I’ve always loved planning and a little more pessimistic than I pretend not to be, and just like Michelle, I made plans and plans and plans before I eventually carried them out. I kept ticking those imaginary check boxes all the time, not wanting to at any moment make any mistake or slip my foot. I paid attention to details and being a long-term thinker, if it doesn’t feel like it, I dumped it right away.
Unlike Michelle though, I didn’t have a boyfriend at 17. I never had one even during university, and even though at some point I felt I should consider it, those check boxes starred at me all the time. I had a lot on the list to do, and I’ve not reached the part of having a man.
When I had an idea, I’d think it over and over, weighing all the sides until whatever emotions/enthusiasm I should have had dies alongside it.
Am I enough?
Back in school, even though most people considered me a hyper, the question was there.
Few months into tech and the question was there.
Before I spoke at an event, it was there.
Before I applied for a job/scholarship, It was looming.
And somehow, it never ever goes away.
It was there as Michelle tore through Whitney college, sprinted through Princeton University and aced.

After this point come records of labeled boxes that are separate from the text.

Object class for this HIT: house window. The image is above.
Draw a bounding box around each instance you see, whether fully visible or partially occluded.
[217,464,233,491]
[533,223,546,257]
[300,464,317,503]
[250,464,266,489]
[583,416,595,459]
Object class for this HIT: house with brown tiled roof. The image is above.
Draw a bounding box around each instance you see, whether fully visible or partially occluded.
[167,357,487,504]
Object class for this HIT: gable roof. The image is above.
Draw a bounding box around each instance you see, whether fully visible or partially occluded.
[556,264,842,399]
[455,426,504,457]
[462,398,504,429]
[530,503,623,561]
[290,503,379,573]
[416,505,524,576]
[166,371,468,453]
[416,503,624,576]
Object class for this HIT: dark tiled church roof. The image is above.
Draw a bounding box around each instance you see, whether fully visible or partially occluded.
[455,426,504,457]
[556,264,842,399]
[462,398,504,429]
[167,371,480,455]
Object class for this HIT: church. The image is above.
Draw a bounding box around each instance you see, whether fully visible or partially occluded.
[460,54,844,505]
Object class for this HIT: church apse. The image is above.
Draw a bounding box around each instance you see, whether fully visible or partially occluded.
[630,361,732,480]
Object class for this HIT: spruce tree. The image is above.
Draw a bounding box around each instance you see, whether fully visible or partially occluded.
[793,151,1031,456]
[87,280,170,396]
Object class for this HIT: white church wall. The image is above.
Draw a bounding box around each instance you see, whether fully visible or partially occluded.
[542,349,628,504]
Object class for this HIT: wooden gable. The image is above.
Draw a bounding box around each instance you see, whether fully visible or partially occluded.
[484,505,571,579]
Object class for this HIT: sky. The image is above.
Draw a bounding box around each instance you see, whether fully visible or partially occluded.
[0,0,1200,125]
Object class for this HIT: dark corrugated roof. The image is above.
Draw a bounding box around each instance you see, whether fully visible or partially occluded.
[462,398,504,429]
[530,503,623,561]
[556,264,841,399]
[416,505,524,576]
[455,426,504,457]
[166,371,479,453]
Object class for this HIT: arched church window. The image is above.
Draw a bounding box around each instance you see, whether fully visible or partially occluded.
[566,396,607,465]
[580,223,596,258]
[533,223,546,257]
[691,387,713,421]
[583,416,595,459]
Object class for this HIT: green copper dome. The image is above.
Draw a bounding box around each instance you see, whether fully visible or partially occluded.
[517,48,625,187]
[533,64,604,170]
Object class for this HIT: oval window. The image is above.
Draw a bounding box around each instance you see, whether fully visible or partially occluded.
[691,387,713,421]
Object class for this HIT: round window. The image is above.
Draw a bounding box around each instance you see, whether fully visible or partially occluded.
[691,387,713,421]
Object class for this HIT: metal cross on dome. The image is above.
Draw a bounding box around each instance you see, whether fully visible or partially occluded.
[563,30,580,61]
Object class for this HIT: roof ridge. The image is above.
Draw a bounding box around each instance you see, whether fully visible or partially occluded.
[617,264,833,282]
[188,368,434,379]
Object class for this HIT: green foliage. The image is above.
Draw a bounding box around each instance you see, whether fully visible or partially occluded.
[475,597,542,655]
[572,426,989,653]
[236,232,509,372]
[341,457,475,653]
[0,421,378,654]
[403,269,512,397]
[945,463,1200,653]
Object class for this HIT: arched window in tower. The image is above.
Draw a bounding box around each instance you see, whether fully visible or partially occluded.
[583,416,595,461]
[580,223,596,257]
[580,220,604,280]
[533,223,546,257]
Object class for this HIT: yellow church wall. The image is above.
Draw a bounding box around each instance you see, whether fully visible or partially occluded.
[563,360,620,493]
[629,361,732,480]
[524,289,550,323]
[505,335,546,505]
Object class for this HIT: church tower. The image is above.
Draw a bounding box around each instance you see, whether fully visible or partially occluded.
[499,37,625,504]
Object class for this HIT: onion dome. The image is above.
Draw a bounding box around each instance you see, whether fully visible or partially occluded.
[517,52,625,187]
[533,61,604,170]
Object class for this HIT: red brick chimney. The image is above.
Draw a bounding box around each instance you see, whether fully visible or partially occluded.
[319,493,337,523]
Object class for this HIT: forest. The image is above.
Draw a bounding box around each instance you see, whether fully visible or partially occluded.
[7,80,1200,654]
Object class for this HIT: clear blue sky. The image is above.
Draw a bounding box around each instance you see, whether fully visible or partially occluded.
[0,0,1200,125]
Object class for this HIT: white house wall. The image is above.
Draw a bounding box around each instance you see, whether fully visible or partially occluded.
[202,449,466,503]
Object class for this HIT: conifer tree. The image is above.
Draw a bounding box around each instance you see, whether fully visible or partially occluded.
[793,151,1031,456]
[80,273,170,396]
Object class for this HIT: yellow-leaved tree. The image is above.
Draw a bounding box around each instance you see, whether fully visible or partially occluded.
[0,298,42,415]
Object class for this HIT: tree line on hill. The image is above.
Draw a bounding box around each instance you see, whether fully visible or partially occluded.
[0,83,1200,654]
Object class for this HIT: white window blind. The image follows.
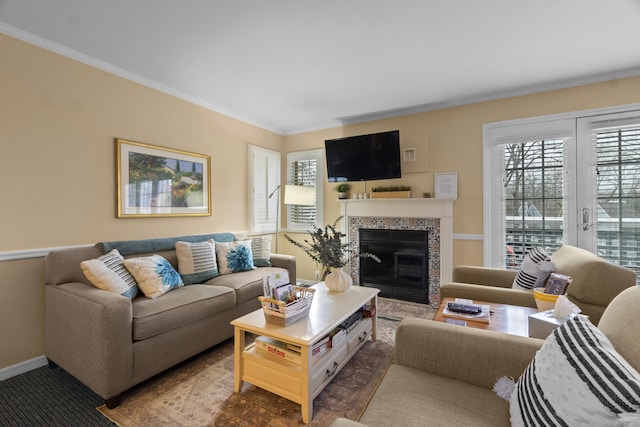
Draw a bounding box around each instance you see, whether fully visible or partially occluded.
[593,122,640,273]
[248,145,281,234]
[287,150,324,230]
[503,138,565,268]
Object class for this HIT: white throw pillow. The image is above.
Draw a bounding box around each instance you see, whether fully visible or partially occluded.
[510,315,640,426]
[80,249,138,299]
[124,255,184,298]
[512,246,555,290]
[176,239,218,285]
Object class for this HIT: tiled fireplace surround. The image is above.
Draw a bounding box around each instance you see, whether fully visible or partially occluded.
[340,198,454,305]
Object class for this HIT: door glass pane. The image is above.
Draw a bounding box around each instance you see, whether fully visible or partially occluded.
[503,139,564,268]
[595,125,640,273]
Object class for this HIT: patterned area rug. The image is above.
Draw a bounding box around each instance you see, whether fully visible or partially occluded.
[98,298,435,427]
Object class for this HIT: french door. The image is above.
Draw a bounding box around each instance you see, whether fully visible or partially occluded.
[484,106,640,280]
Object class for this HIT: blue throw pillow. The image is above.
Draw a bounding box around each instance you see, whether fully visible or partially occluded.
[216,240,255,274]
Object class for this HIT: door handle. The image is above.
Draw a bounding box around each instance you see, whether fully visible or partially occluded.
[582,208,593,231]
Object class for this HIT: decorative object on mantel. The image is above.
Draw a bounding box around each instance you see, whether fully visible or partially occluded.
[371,185,411,199]
[335,182,351,199]
[284,216,380,292]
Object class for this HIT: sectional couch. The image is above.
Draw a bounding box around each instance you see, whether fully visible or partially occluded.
[45,233,296,408]
[332,286,640,427]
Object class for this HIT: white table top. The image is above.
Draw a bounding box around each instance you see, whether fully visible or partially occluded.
[231,282,380,346]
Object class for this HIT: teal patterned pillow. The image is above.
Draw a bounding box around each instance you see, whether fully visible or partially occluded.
[176,239,218,285]
[124,255,184,298]
[251,234,271,267]
[216,240,255,274]
[80,249,138,299]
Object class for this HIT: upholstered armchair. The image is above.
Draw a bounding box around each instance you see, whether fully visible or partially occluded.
[440,245,637,325]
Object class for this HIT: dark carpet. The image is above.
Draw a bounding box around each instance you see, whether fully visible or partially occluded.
[0,366,115,427]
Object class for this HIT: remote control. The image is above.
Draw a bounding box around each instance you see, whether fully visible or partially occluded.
[447,302,482,314]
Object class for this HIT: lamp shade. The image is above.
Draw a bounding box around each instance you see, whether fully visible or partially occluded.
[284,185,316,206]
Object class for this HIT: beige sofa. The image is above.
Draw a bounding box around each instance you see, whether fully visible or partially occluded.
[45,233,296,408]
[332,286,640,427]
[440,245,637,325]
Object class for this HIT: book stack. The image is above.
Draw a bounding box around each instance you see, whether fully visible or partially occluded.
[262,271,295,306]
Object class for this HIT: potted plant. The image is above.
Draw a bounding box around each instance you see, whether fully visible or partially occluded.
[284,217,380,292]
[335,182,351,199]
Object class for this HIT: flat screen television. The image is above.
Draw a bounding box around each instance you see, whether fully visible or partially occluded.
[324,130,402,182]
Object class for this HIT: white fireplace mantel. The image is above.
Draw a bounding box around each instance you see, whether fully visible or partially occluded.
[340,198,455,283]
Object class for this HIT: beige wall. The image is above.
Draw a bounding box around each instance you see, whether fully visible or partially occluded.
[0,30,640,369]
[0,35,283,368]
[281,77,640,279]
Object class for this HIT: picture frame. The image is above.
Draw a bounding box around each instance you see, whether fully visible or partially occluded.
[435,172,458,199]
[116,138,211,218]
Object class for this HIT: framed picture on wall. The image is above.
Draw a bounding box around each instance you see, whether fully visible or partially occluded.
[116,138,211,218]
[435,172,458,199]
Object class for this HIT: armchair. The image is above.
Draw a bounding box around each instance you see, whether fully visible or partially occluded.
[440,245,637,325]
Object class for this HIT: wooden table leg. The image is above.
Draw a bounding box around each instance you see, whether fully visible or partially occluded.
[300,346,313,424]
[233,326,245,393]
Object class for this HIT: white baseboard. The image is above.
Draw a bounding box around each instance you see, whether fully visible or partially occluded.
[0,356,48,381]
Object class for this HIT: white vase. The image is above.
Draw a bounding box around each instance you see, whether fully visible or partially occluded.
[324,268,353,292]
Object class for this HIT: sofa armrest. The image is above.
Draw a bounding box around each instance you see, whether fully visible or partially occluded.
[270,254,297,284]
[452,265,518,288]
[439,283,536,307]
[395,318,544,390]
[45,282,133,399]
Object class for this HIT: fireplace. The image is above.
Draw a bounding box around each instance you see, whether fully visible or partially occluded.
[359,228,429,304]
[340,198,454,306]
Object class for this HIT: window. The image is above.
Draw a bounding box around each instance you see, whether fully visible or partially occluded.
[483,106,640,282]
[248,145,280,235]
[287,150,324,230]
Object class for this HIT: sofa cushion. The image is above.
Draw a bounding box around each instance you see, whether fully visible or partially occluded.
[124,255,184,298]
[176,239,218,285]
[513,246,554,289]
[216,240,255,274]
[132,285,236,341]
[206,267,283,305]
[359,365,509,427]
[80,249,138,299]
[510,315,640,426]
[95,233,235,257]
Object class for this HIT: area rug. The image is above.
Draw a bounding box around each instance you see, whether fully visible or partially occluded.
[98,298,435,427]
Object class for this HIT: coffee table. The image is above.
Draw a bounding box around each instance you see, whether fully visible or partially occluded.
[433,298,538,337]
[231,282,379,423]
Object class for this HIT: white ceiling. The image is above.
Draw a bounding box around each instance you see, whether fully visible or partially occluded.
[0,0,640,134]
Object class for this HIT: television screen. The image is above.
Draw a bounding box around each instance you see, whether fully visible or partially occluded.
[324,130,401,182]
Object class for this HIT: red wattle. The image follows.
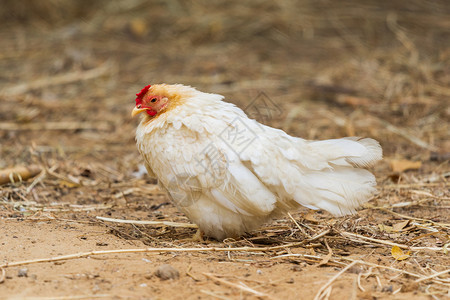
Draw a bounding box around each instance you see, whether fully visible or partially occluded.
[146,109,157,117]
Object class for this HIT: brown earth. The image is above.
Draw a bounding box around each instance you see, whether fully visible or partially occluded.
[0,0,450,299]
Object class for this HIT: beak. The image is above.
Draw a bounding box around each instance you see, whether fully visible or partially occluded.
[131,107,147,117]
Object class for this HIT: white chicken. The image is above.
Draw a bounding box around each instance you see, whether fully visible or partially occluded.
[132,84,382,240]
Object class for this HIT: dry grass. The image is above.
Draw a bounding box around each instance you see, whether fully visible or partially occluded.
[0,1,450,299]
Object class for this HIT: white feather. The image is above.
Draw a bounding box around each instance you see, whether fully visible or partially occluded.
[136,85,382,239]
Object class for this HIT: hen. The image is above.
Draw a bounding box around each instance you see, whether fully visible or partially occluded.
[132,84,382,240]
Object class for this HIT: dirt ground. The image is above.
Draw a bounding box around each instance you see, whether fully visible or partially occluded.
[0,0,450,299]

It was there when she at 25, had graduated from law school and worked in a high profile law firm in Chicago.
It was there more than ever when she struggled through loosing her dad, dealing with the dissatisfaction her job gave her and a confusion as to whether to quit or not. As her to-be husband Obama, gently nudged her about “what her passions were”.
There, as she quit her job at the law firm and took a job with Chicago commissioners office, down to when she passed through the hectic job of trying to balance working and being an absolute mother and the stress of having a not-at-home husband.
Her dislike for politics because of what it was doing to her home made her hesitant in consenting to her husband’s running for presidency in 2004. She’d preferred he waited till the children grew, so the check boxes can be properly ticked.
When she finally consented because she didn’t want to stand in the way of who her husband is, she was unsure herself avid numerous jeer-on from American citizens.
And then after Obama’s public declaration of running for the presidential seat, and the ensuing spark in her like never before seeing the supporters stand en-masse in the icing cold, which birthed the key roles she played to ensure the campaign ran smoothly especially in Ihuo, After the incessant flights, the meetings, the pessimistic Michelle said to herself at the end of the day “He will never win”, considering all the circumstances.
Their were times the optics, news and bloggers picked at and dissected her every word, her dressing, her gesticulations leaving her hurt and sad.
Heralding the victory and gradual transition which made her to take a leave of absence from her job at the Chicago University hospital to take on her first lady duties. She became a POTUS to her FLOTUS and it was all a series of events each one spiraling and unfolding to the next chain of events and all the while the question came popping up at intervals.
But one thing is to be understood and made clear. It wasn’t about the questions, rather, it was about the answer. Young Michelle had no answers then, she basically worked to show herself approved with each feat giving birth to another up to the point where the answer became clear enough. Just as it was clear to me. That I’m enough.
Yes, I am enough, and so are you. That’s the answer and that’s the only thing that makes sense.”
Speaking of reviews? Now, that’s one hell of a review combined with a unique story telling approach. What do you think of her review?